羞恥心で真っ赤になった顔で、俺は歯を食いしばる。
「おーい、早く行こうよ。ランチタイムが終わっちゃうんだぞ」
「わーってる!」
俺はトレンチコートを羽織り、玄関へ向かう。スニーカーをつっかけたアメリカは、外の景色にはしゃいでいる。その姿は、いつか見た、幼い頃のアメリカとまったく変わっていなかった。俺はつい、笑みをこぼしてしまう。
「おまえなんか、ほっぺにちゅーで十分だ」
「え?何か言ったかい?ハンバーガー?」
「ちげぇよ!」
大きな口を開けて笑い、俺はアメリカの腕に自分の腕をからめる。

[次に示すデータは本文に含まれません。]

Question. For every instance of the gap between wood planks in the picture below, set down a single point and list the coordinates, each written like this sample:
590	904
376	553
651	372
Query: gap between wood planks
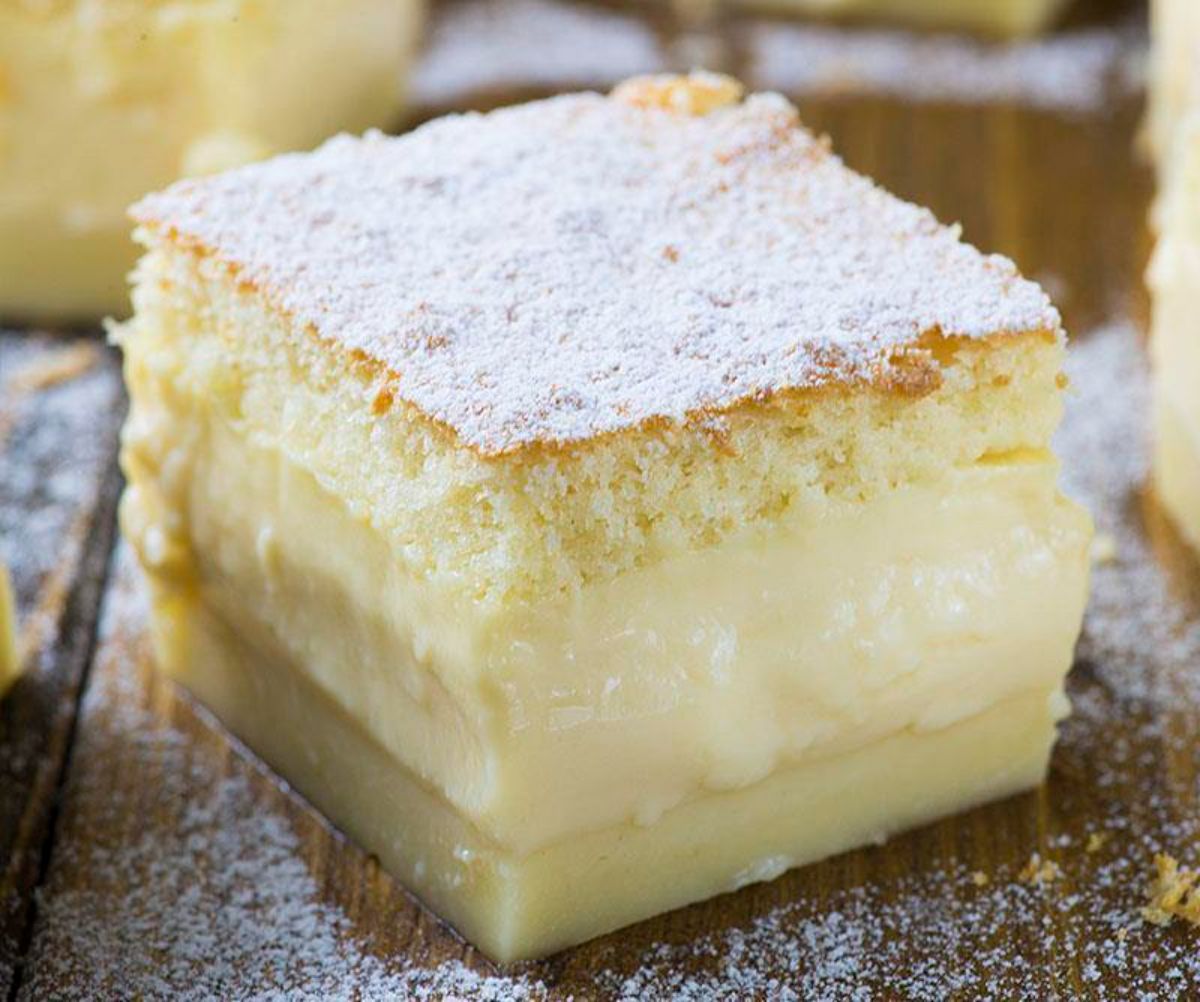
72	649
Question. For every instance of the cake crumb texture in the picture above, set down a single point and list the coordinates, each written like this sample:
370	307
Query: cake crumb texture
582	265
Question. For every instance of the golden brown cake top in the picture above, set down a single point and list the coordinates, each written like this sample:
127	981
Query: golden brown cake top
586	264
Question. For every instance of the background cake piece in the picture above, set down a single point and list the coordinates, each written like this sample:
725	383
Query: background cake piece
994	17
631	501
10	666
1175	270
102	101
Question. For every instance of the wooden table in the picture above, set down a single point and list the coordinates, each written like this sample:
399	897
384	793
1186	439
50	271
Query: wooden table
147	855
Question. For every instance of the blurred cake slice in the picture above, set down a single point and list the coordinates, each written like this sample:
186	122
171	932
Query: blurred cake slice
102	102
10	659
1175	269
990	17
603	503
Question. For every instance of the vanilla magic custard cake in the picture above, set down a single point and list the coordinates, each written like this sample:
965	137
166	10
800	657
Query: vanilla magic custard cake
603	503
1175	269
102	101
994	17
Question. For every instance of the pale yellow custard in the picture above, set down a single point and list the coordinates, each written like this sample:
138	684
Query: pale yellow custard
576	555
102	101
1175	269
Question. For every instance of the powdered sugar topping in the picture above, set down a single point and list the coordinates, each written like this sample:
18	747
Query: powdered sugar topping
577	267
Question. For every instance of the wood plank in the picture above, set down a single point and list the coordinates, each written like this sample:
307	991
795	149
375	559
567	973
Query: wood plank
60	406
184	869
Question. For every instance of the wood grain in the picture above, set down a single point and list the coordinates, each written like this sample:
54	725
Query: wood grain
60	408
181	868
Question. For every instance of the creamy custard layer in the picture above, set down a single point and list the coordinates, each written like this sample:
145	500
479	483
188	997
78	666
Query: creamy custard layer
522	905
703	672
101	103
1175	345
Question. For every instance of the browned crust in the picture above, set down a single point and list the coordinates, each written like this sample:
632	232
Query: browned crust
911	371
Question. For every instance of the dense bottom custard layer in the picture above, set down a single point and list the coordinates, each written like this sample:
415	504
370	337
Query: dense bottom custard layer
999	17
702	673
1177	469
522	905
552	769
1175	343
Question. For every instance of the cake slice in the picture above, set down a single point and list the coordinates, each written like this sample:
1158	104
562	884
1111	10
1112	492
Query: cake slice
991	17
102	102
603	503
1175	268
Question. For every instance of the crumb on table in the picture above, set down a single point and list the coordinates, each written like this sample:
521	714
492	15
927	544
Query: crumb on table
1173	893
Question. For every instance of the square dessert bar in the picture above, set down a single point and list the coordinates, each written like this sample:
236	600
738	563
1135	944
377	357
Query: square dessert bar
102	102
603	503
994	17
1175	269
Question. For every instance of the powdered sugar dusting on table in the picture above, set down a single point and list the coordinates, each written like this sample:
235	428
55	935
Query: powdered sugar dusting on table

ふわふわの雪の上に、俺とアメリカの足跡が混ざって残っていく。
「早く行こうぜ、腹減ったんだよ」
「なんだいそれ、照れ隠しのつもりかい?」
ほんの少しだけ背の高いアメリカの顔を見上げると、自信満々の余裕の顔だったので、俺はほんの少し考えてから、
「そうだよ」
と、言ってやった。少し驚いた顔をしたアメリカが、一瞬そっぽを向いてから、冗談はその眉毛だけにしてくれよ、とこぼした。いつもなら怒るところなんだが、代わりにさっきよりも強く腕につかまってやる。
「はぁ…こんなことなら、家にいればよかったよ」
「そうか?」
ブーツで雪を蹴飛ばすように歩きながら、俺はアメリカを見る。
アメリカはゆっくりと白い息を吐き、
「冗談だよ」
と言った。
「でもこれじゃ、歩きにくいんだぞ」
アメリカは俺の腕をほどき、代わりにすっと手を差し出した。一瞬理解できなくて俺はかたまったが、照れているアメリカの顔を見て、俺はその手をぎゅっと握り返した。
「しょうがねぇなぁ」
「どっちがだい!」
俺たちは顔を見合わせる。真剣なふたりの顔。それから、こらえきれなくなって、そのまま、くっくっく、と声を殺して笑う。
「早く行って、早く帰ろうぜ」
「それには賛成だよ、毛布が恋しくなってきたんだぞ」
「どんだけ毛布が好きなんだよ」
「君よりも好きかな」
「それは、どーも」
「…ほめてないけど?」
「うるせーよ」
君がいる。
ただなんとなく一緒にいる。
それだけで、暖かい。
それが、俺の、俺たちの、冬生活。